Fracking hazardous to New Yorkers’ health – Times Union

Fracking hazardous to New Yorkers’ health – Times Union.

Fracking hazardous to New Yorkers’ health

Published 11:13 p.m., Tuesday, April 24, 2012

The state Senate Democrats are holding a forum today on the health effects and other consequences of hydrofracking. That’s important, because the science is clear. Fracking will cause serious health issues for New Yorkers.

Truck traffic is one reason. With each gas well requiring more than 1,000 truck trips, it is a certainty that our roads will be filled with 18-wheelers hauling water, hazardous materials, drill cuttings and toxic waste.

Indeed, the number of additional truck trips will be a digit with at least six zeroes after it.

Exhaust-spewing convoys will grind past homes where pregnant women sleep, school yards where children play, crosswalks where grandparents wait. New York is the third-most populous state in the union. Fill it with tailpipes, and you have big public health consequences.

In the last few months alone, multiple studies revealed the risks that come with air pollution.

First came a study in the International Journal of Environmental Research and Public Health showing how exposure to smog in early pregnancy increases the risk of premature birth — just like cigarette smoking. (Pre-term birth is the leading cause of disability in the United States.)

Next, studies in Archives of Internal Medicine and Journal of the American Medical Association revealed that exposure to roadway pollutants triggers heart attack and stroke and accelerates memory loss among older women. In essence, breathing crummy air is the equivalent of aging your brain by two years.

Meanwhile, a team in California put an $18 million price tag on the medical costs of traffic-related asthma in children — in just two cities alone.

In short, the traffic pollution that fracking will bring is linked to some very expensive problems. These findings have relevance to the question of whether natural gas extraction via horizontal hydrofracturing should be permitted in New York.

Gas wells also emit smog-making fumes.
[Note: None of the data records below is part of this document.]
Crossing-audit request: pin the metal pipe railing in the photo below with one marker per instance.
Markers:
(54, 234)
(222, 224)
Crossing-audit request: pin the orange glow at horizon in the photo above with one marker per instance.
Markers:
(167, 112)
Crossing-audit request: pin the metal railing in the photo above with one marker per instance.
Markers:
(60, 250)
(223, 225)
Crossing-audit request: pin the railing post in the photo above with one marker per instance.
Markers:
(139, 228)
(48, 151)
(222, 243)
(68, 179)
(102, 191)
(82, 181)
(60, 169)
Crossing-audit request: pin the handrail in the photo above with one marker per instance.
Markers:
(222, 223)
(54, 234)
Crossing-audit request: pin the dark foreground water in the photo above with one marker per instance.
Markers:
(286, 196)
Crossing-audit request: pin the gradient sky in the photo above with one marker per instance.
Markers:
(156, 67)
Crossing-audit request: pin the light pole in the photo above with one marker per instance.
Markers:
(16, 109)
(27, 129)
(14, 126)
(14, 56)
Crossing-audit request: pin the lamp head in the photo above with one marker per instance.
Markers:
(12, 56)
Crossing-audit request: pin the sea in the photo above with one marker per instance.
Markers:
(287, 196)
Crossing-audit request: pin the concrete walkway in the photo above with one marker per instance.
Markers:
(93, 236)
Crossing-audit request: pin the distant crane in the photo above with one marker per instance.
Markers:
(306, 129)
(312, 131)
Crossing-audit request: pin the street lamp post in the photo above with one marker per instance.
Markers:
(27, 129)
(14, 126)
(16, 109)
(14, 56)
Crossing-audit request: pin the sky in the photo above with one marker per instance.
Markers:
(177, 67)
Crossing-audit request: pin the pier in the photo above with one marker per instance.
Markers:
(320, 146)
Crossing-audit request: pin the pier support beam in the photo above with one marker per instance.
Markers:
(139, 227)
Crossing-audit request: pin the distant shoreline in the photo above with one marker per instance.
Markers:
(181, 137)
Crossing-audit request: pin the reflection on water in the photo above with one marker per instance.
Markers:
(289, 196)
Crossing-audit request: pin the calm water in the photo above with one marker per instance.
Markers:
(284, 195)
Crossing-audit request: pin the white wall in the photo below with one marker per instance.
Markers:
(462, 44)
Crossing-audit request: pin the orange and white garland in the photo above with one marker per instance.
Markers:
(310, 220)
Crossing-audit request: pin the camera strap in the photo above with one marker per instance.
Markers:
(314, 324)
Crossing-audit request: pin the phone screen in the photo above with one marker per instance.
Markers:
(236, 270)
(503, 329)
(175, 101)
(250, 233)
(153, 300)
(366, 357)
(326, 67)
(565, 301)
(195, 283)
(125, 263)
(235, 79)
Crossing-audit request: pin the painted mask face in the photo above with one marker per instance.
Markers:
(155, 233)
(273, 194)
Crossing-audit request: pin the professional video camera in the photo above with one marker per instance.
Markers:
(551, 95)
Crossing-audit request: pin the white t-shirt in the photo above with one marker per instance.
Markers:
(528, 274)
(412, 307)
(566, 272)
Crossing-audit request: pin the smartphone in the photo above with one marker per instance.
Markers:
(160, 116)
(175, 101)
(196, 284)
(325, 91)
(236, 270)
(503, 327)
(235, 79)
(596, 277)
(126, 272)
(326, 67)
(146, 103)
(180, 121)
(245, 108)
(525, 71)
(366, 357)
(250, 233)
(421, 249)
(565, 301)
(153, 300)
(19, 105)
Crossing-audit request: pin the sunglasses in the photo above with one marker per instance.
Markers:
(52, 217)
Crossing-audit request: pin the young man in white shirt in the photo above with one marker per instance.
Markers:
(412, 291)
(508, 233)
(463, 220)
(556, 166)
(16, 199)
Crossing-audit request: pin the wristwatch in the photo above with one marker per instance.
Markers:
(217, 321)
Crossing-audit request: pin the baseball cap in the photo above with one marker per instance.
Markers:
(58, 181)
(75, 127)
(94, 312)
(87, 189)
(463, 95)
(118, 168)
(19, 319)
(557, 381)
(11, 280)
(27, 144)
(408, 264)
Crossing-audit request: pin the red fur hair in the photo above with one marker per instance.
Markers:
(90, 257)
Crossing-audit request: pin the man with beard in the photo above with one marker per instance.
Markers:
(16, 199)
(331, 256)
A new University of Colorado study finds that people living near fracking operations can be exposed to air pollutants five times higher than the federal hazard standard. (One of these pollutants is benzene, a proven cause of birth defects and leukemia.)

But none of the above studies appears in the revised draft Supplemental Generic Environmental Impact Statement that is the state’s planning document for fracking. Astonishingly enough, the revised draft does not assess fracking’s impact on health.

And while the Assembly added a $100,000 study on fracking’s health impacts to its version of the state budget, the oil and gas industry and their lobbyists were able to keep the study out of the final budget.

Recently, I made a big decision when I received a $100,000 Heinz Award for my work on environmental health.

Using the prize as seed money, I convened a coalition of citizens and businesses determined to blaze a sustainable trail. We call ourselves New Yorkers Against Fracking.

Now I would like the governor to make a big decision. Be as bold as the president of France, who halted fracking in his nation on the grounds that demonstration of safety does not yet exist. Be as sensible as U.S. economist Sylvia Brandt, who has asserted, “To have a healthy economy, we have to have a healthy population.”

Governor Cuomo, you have an opportunity to stand up for the health of New Yorkers. Please join us in saying that New York can’t afford the problems that fracking will bring.

Sandra Steingraber is a distinguished scholar in residence at Ithaca College.